Happy. Genuinely, quietly, completely happy.

He’d done that.

He intended to keep doing it.

"I know," he said.

Damien handed him another plate.

They finished the washing up.

****

ALEXANDER’S POV

He found her in the garden.

She’d slipped out after dinner while Damien and Aria were arguing about something on the sofa, a comfortable argument, the kind that had no real stakes, just two people who liked disagreeing with each other exercising that preference. He’d watched Mei stand and say she needed some air and he’d waited two minutes and followed.

She was at the bench.

Not Aria’s bench, the one on the far side of the garden near the stone wall, a different bench, quieter, away from the lights of the house. She was sitting with her coat pulled around her and her face tipped slightly up toward the sky.

She heard him coming.

She made room on the bench without turning around.

He sat beside her.

The garden was dark and quiet. The estate sounds....distant, domestic....carried faintly from the house. The sky was clear, which didn’t happen often enough in this city.

They sat.

He thought about what Damien had said.

She deserves to hear it properly.

He’d known that. He’d been knowing it for months, turning it over, finding reasons why not yet....the timing wasn’t right, she needed more space, she was still finding her way back to herself after everything. He’d been patient with it the way he’d learned to be patient, which was the hard-won patience of a man who understood what impatience had cost him.

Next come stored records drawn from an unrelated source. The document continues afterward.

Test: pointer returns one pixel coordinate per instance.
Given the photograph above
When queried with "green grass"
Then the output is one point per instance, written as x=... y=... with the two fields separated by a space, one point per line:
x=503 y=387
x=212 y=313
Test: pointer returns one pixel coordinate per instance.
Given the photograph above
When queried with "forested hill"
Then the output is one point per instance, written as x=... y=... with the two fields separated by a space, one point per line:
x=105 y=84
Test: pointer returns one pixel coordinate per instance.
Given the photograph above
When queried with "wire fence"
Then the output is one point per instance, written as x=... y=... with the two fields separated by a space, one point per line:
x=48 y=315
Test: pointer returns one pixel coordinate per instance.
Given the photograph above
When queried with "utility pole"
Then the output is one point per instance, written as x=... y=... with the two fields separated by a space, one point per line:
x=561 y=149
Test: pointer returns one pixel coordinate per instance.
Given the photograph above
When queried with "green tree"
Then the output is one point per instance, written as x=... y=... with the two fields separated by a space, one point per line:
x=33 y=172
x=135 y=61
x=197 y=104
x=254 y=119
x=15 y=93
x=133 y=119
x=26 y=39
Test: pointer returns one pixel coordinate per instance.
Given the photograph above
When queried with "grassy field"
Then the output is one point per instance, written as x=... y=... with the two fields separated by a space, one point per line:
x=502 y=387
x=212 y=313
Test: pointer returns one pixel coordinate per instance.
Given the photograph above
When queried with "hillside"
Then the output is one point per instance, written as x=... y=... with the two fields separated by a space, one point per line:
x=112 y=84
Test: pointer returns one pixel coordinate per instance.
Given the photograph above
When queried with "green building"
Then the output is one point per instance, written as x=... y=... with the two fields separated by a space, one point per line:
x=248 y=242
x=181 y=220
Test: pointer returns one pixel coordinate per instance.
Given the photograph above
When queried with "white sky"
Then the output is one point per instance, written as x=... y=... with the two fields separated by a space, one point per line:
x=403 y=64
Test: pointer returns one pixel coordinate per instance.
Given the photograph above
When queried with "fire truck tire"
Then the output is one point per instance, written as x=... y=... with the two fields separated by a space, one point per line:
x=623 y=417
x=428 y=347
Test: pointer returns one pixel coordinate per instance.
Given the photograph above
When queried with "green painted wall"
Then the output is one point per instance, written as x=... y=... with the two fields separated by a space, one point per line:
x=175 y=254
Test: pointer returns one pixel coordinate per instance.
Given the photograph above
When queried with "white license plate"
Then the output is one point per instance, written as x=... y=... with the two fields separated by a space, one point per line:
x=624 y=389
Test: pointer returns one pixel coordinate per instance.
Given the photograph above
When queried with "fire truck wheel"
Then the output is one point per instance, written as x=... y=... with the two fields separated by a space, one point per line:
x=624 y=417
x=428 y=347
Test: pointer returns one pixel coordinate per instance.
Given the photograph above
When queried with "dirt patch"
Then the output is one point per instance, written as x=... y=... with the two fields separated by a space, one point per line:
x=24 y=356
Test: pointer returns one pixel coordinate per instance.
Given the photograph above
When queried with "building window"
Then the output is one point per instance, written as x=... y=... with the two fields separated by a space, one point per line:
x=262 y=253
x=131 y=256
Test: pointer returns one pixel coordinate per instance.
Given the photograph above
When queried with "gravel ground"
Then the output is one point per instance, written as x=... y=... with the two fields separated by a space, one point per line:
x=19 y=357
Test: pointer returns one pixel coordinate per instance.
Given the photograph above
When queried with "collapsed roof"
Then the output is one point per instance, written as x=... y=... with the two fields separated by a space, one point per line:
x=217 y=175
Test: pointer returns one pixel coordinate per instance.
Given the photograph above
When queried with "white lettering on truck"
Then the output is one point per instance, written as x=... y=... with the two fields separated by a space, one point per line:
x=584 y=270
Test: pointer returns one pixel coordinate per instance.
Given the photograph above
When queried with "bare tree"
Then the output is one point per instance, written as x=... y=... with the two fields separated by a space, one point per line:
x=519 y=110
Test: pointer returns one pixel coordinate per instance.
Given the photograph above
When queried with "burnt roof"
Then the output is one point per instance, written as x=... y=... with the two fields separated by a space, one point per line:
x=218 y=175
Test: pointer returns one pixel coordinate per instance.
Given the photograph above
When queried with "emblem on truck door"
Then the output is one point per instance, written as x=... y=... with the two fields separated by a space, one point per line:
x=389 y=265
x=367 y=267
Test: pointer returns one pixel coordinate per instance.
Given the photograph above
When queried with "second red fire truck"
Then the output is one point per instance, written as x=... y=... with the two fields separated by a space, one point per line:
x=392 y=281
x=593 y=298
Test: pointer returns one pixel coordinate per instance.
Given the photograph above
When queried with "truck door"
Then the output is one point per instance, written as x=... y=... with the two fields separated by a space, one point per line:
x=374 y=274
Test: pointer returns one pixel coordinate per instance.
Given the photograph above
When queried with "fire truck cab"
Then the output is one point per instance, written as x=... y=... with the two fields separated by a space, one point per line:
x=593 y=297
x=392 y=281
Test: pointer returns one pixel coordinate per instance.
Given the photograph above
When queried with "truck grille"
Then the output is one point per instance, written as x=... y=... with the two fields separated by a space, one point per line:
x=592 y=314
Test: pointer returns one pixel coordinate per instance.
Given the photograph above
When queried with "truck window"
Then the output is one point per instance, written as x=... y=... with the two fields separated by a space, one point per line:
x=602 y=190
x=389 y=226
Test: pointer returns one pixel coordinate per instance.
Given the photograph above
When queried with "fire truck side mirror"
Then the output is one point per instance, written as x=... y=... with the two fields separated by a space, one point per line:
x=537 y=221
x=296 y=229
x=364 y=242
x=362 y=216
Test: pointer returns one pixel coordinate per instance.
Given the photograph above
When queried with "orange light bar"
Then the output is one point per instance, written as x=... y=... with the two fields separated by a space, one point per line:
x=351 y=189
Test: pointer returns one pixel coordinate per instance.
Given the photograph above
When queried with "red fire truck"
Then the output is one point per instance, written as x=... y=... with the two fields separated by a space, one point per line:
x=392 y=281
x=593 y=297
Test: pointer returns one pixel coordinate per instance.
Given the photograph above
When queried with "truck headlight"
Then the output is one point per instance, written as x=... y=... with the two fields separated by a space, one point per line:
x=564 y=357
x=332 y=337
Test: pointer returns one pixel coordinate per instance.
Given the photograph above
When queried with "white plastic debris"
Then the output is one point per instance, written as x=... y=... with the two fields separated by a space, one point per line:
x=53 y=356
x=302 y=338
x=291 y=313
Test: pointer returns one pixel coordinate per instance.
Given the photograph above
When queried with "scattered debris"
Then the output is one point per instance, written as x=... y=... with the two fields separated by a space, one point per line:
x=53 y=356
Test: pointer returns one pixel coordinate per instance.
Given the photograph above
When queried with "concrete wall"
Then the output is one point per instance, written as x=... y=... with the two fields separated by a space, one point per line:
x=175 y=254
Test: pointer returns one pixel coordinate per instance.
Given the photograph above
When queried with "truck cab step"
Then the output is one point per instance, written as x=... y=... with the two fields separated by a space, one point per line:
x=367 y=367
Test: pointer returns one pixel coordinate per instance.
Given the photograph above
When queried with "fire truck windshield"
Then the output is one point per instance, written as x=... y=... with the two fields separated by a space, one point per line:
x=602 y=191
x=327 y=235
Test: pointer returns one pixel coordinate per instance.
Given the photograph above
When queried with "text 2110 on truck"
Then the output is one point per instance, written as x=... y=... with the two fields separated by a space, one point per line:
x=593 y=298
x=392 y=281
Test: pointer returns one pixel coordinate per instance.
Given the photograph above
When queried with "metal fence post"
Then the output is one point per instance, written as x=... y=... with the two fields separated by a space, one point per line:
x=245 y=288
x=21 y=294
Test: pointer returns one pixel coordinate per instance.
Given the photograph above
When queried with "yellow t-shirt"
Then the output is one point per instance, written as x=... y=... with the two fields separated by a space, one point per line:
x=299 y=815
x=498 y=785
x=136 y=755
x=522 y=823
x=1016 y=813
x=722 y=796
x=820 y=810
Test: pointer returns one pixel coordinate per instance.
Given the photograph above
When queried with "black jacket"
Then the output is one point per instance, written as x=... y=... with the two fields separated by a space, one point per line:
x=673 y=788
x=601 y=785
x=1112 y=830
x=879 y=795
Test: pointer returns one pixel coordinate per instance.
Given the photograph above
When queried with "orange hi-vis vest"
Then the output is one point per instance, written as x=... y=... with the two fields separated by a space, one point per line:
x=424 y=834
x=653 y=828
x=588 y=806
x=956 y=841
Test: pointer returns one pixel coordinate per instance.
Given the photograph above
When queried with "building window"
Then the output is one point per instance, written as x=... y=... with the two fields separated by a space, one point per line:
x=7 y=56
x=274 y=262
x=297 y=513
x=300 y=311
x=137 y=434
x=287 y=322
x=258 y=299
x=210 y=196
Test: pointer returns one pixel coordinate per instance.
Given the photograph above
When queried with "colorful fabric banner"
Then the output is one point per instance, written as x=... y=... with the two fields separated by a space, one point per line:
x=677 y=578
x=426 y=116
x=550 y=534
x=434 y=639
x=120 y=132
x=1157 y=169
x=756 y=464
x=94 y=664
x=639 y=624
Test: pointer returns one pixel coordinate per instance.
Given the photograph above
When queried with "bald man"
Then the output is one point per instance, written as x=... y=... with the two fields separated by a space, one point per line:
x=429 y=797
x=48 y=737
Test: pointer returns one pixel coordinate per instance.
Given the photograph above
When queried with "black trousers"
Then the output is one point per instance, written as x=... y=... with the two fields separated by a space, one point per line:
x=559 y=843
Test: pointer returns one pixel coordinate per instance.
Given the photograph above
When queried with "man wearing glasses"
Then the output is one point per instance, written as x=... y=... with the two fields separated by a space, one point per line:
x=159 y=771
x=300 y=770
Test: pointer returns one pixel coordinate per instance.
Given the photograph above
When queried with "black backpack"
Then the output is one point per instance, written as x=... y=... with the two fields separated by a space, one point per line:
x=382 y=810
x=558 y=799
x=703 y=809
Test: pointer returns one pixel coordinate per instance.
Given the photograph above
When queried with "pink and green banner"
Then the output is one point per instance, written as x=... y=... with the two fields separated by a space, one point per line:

But Damien had said it out loud and it had landed the way true things landed.

Not yet had become a way of protecting himself as much as her.

He was done protecting himself at her expense.

"Mei," he said.

"Mm."

"I need to say something."

She looked at him.

In the dark of the garden her face was the face he’d been carrying in his memory for twenty five years....the same and entirely different, the version that had been built by everything that had happened since. He thought she was more beautiful now than she’d been at twenty three and he thought that probably said something about what he understood now that he hadn’t then.

"I love you," he said.

He said it simply. No preamble, no qualification. The way you said something when you’d been holding it long enough to know it was true.